Illustration by Rachel Edelstein.

“Double tuition.”

This looming threat, though a speculative comment made by Gov. Jerry Brown in a speech last week, becomes more and more of a potential reality for UC students and Californians with each day that passes and an all-cuts budget remains the likely option for Brown to sign off on.

Brown just traveled to Riverside to rally Californians into pressuring four state legislature Republicans to allow tax extensions to be on a June ballot, and thus allow Californians to vote on the matter. If the extensions do not make it on the ballot, or if Californians do not vote for them, the extensions will expire and the UC will likely face a $1 billion cut to its operating budget.

Such a cut, Brown speculated, would mean that students in the UC may see a twofold rise in their tuition. Brown also mentioned campus closures as a potential way of coping, if the tax extensions are not enacted.

The behavior of the Republicans in the legislature is abhorrent. They are not doing their job, which is to let the people of California vote.

The fact that doubled tuition is even a possibility for the UC system is absurd. Such a move would have devastating impacts. It is understandable that cuts need to be made to every facet of the state — and as hard as it is to face, even to the UC system — but to make this kind of cut would be detrimental and extremely shortsighted. Cutting $1 billion from the UC would not be just a cut. It would be the elimination of the public institution.

For students in the UC system and families supporting their children in the system, this would not be an issue of needing to save more, work more or taking out more loans — it would force many students to drop out. If enacted, students in the UC system would be trapped into paying private school tuition, despite the fact that they enrolled at a public institution.

Brown’s statement that closing some campuses would be another possible solution is also shortsighted, for a number of reasons. Closing down any UC campus would make entrance into the UC system that much more difficult, flooding more students into state universities and community colleges — schools that are also receiving immense cuts. This would not be a solution to anything.­­­ It would be deflection, moving the problem to another part of the state’s budget.

Furthermore, any closure of a UC campus would mean thousands of employees without jobs. A closure to universities of that size would overwhelm the state with more unemployment.

Either move — closure of some UC campuses or doubling tuition — violates the objectives that this beautiful system was founded on: affordability, accessibility and the advancement of knowledge.

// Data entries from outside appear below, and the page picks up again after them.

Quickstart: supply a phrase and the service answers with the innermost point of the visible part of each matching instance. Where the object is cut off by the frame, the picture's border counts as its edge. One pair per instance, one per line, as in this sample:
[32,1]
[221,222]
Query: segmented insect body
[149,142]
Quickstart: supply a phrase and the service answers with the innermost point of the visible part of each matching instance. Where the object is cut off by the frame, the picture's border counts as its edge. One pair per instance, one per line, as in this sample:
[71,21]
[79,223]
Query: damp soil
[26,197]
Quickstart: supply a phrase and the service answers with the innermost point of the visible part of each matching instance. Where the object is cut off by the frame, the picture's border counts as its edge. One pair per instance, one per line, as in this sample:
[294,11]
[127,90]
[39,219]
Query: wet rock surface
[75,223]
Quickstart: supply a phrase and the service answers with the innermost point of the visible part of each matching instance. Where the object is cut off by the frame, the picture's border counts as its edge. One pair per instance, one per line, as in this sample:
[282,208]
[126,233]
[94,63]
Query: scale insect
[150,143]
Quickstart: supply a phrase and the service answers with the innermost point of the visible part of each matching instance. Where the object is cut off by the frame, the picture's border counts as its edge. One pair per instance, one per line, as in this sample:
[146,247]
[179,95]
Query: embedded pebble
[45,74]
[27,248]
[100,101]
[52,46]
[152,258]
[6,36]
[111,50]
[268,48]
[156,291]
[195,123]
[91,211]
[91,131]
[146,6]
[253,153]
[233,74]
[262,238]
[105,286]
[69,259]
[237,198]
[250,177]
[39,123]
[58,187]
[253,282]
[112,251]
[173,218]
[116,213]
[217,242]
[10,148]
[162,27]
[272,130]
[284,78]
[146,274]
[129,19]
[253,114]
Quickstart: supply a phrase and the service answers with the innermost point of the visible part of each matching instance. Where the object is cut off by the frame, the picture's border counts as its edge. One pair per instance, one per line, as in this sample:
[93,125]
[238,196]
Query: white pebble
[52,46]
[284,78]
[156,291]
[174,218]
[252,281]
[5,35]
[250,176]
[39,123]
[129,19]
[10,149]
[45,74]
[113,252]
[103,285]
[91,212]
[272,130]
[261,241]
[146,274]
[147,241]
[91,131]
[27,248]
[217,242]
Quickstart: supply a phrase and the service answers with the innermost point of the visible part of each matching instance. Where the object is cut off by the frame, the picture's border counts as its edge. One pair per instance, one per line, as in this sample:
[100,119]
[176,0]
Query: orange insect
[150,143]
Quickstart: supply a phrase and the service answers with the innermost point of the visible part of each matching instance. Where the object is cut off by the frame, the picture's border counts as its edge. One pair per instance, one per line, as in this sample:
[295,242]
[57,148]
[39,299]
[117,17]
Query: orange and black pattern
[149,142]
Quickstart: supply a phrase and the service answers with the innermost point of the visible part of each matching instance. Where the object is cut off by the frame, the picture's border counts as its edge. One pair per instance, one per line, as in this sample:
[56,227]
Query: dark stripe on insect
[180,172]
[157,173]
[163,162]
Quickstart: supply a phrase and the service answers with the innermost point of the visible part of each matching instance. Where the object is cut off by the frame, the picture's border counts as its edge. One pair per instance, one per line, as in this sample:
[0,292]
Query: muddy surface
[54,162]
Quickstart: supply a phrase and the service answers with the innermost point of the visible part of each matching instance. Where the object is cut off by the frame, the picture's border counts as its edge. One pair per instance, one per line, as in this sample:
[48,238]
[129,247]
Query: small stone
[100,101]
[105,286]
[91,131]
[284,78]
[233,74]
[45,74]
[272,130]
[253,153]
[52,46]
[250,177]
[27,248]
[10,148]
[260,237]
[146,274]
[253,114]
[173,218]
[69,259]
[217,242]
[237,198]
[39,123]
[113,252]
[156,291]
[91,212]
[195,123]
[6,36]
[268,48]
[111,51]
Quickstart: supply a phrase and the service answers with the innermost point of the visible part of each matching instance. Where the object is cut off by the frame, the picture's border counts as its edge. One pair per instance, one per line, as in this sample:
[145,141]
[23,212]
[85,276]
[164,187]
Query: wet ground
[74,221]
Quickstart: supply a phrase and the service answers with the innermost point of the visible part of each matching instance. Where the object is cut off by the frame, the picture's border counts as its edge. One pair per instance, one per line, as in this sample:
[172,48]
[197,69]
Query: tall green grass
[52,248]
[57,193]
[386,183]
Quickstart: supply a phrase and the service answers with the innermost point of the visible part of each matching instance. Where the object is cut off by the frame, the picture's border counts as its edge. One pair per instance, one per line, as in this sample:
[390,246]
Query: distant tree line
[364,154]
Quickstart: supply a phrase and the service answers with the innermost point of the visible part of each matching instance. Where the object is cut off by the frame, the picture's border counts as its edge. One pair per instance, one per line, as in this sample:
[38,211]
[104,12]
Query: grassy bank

While each of these facets of the UC have been jeopardized in the past few years as dramatic raises in student fees and tuition, increases in class sizes, and the reduction in number of teaching assistants have been implemented, these two moves would be a complete affront to the more than century-old system.

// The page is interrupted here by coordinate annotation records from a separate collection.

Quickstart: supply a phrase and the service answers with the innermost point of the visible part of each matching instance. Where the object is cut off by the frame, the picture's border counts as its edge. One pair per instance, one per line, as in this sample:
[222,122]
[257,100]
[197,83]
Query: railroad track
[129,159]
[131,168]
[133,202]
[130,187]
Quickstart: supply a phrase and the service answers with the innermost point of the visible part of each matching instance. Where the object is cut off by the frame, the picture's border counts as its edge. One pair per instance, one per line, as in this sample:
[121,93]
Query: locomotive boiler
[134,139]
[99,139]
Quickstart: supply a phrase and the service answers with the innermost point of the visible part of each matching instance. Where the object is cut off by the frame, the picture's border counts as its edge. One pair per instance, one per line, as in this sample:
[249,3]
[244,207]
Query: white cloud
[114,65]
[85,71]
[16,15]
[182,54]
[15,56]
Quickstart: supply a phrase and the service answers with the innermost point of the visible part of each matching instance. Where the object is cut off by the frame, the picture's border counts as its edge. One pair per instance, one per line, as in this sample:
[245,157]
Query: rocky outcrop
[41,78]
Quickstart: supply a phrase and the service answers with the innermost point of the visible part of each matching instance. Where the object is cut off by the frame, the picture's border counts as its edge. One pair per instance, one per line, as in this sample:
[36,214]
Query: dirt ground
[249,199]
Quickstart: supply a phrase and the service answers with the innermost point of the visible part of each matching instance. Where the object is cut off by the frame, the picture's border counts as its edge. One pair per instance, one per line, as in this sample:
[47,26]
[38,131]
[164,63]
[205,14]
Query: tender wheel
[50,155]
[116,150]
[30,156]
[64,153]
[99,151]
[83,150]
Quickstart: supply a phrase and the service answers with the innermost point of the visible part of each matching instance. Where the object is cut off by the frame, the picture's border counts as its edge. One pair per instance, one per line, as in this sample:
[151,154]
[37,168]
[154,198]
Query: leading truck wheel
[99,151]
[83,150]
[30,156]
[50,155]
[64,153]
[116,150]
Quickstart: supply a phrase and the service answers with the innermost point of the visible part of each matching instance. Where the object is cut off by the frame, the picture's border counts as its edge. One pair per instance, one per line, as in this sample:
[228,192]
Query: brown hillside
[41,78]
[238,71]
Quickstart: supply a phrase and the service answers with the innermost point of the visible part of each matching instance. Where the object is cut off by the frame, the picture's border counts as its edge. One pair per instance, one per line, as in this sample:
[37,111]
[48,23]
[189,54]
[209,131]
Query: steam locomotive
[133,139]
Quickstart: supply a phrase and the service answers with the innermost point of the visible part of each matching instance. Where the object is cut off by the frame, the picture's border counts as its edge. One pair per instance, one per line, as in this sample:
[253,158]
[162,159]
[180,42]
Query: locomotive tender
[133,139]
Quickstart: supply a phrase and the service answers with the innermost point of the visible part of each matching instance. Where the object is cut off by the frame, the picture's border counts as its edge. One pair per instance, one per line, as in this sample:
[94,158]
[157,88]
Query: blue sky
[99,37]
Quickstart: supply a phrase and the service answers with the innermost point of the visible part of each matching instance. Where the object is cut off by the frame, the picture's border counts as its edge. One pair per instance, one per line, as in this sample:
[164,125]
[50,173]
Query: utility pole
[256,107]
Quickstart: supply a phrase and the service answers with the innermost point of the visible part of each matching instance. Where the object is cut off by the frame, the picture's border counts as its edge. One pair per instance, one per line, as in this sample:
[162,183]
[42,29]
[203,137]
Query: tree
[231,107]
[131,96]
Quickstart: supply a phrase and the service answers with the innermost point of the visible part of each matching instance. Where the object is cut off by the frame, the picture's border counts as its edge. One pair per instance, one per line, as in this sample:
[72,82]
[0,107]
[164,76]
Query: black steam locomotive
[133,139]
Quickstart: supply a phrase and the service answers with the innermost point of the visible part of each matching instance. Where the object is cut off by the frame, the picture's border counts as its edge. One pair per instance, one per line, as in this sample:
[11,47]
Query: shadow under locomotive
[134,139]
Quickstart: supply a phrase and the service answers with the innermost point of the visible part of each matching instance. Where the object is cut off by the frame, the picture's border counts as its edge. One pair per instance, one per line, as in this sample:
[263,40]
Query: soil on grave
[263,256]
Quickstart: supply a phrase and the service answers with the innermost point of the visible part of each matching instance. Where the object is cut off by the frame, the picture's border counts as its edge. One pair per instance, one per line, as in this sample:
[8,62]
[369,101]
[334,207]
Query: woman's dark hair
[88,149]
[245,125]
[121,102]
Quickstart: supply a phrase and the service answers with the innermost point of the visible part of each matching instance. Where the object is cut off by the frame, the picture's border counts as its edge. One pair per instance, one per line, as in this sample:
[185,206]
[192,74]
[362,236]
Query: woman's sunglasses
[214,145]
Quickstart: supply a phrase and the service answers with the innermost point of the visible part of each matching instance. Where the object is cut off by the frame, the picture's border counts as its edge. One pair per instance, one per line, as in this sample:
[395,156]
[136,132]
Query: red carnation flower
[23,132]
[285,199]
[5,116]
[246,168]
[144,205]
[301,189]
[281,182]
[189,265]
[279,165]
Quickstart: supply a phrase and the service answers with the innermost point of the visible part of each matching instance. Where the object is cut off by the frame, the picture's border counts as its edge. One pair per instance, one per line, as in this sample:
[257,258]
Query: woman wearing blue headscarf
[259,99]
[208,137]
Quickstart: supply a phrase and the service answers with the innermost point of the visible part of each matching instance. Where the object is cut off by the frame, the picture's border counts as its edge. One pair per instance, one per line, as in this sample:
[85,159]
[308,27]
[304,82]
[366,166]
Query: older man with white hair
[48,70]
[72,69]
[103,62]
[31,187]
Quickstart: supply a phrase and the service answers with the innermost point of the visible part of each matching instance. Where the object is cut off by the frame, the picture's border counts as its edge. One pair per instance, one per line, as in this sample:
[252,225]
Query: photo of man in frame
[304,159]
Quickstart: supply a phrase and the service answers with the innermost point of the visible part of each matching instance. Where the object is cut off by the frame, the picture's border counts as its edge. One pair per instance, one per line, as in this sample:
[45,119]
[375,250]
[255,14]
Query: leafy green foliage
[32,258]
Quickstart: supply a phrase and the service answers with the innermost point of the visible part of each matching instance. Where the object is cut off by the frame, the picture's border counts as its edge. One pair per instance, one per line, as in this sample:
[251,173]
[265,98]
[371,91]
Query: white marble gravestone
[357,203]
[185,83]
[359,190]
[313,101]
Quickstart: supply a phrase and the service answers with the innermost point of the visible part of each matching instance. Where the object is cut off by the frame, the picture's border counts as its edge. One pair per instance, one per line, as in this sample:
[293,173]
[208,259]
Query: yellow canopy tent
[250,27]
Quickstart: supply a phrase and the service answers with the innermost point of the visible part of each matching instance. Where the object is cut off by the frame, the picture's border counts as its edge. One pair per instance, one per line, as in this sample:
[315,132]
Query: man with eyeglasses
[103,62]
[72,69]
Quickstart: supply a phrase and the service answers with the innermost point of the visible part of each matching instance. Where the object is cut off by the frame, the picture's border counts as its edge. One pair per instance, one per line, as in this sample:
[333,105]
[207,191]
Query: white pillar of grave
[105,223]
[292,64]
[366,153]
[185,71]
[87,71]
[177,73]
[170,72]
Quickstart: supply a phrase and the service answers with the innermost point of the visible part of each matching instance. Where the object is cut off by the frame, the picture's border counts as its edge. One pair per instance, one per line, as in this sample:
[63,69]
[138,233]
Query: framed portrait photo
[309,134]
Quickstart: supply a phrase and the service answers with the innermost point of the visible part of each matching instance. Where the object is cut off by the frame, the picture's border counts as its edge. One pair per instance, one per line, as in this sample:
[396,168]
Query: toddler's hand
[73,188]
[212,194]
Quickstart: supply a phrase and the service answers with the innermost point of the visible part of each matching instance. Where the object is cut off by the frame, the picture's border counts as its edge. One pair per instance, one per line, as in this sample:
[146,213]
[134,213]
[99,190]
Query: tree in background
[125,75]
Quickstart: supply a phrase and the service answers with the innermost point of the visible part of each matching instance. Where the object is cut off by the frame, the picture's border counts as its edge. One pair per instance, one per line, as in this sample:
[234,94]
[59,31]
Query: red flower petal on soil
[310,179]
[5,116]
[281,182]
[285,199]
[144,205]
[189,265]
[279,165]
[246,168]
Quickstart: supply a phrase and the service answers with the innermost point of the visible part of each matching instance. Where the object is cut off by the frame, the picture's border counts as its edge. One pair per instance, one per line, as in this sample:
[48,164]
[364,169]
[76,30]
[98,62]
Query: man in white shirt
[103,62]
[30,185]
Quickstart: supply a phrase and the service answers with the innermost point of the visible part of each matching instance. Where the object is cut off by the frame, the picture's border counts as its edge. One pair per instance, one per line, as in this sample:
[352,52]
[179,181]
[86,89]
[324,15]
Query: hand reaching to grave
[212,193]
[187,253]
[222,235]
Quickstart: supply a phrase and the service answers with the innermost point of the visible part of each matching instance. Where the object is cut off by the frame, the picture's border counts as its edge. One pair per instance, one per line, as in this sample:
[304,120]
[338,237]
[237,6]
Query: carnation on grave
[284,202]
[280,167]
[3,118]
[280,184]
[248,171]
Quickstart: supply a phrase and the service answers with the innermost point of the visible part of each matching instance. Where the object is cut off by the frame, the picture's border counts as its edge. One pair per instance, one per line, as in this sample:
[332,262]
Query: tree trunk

There has been a disillusionment with placing blame for the absurd climbs in student fees, for the forced furloughs, for the laying off of numerous employees, for the increased class sizes and the decreased accessibility, but blaming will not be a means for saving the UC. We all need to rally the state into providing more funding for higher education and to push the Republicans to let Californians vote. After all, it is our system.

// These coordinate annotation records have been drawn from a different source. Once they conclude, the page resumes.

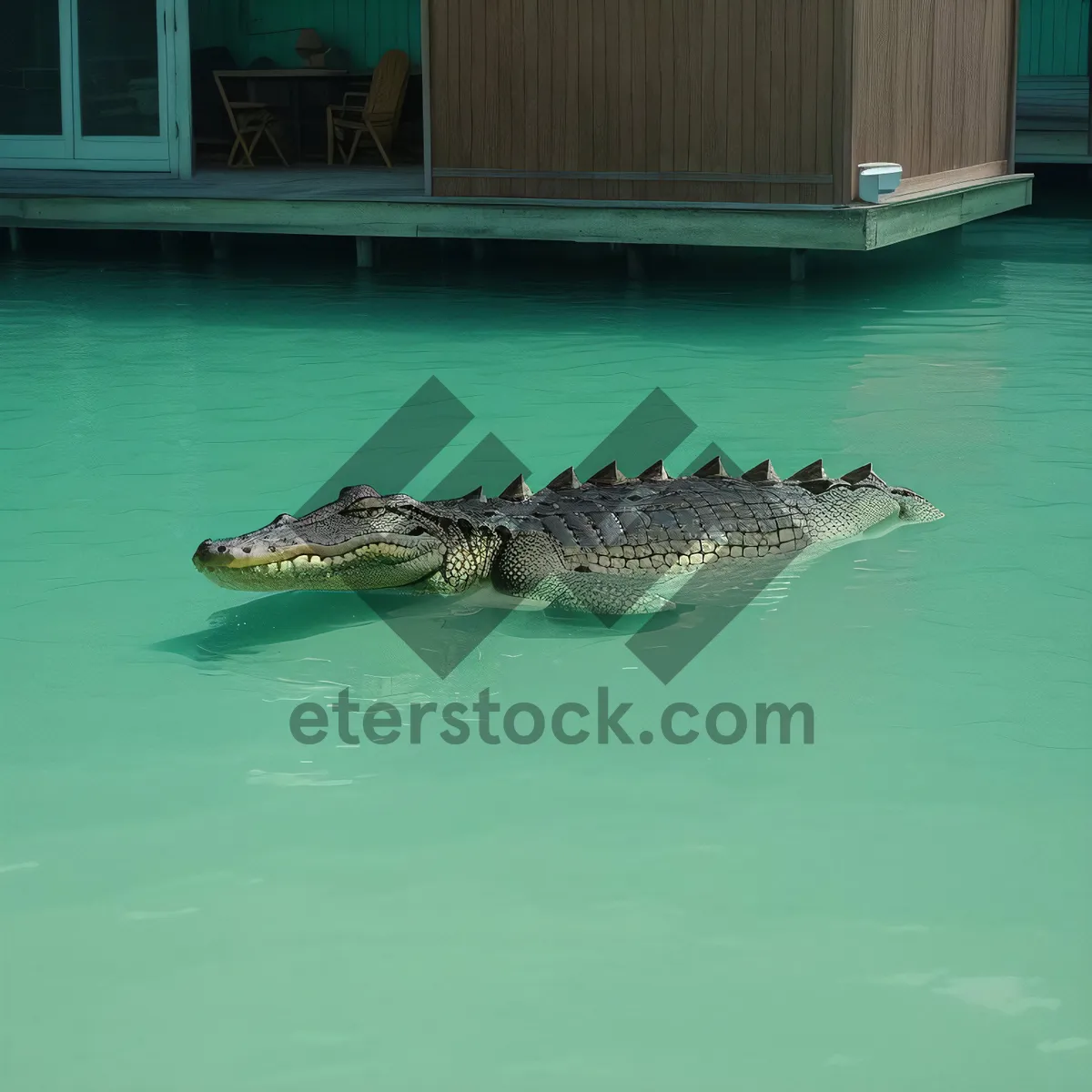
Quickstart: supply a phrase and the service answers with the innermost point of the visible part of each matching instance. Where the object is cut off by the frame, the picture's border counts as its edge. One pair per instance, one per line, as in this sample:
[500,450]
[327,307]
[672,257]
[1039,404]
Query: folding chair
[375,115]
[250,123]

We cannot keep blaming just Yudof, UCOP and the chancellors and looking within the UC for a solution — the fact remains that the state has all but stopped investing in higher education. The solution cannot be found in parading to chancellors’ and vice chancellors’ homes and blaming just the higher-ups in the UC system. The solution must be found in all of us: in our parents, our neighbors, our family friends, in Californians. The disillusionment must end. Everyone contributes to this system, and if we want to save it, we all must take part in that. We must join forces rather than splinter.

If this system is going to be saved, all Californians need to rekindle their sense of ownership and pride for the system that once had international prestige — the UC is all of ours, and Californians need to remember that.

Like one editor’s grandmother said to her husband when she first saw the library at UCSC, “This is ours, we support this, and can you believe that?”

That is the attitude that will save the UC.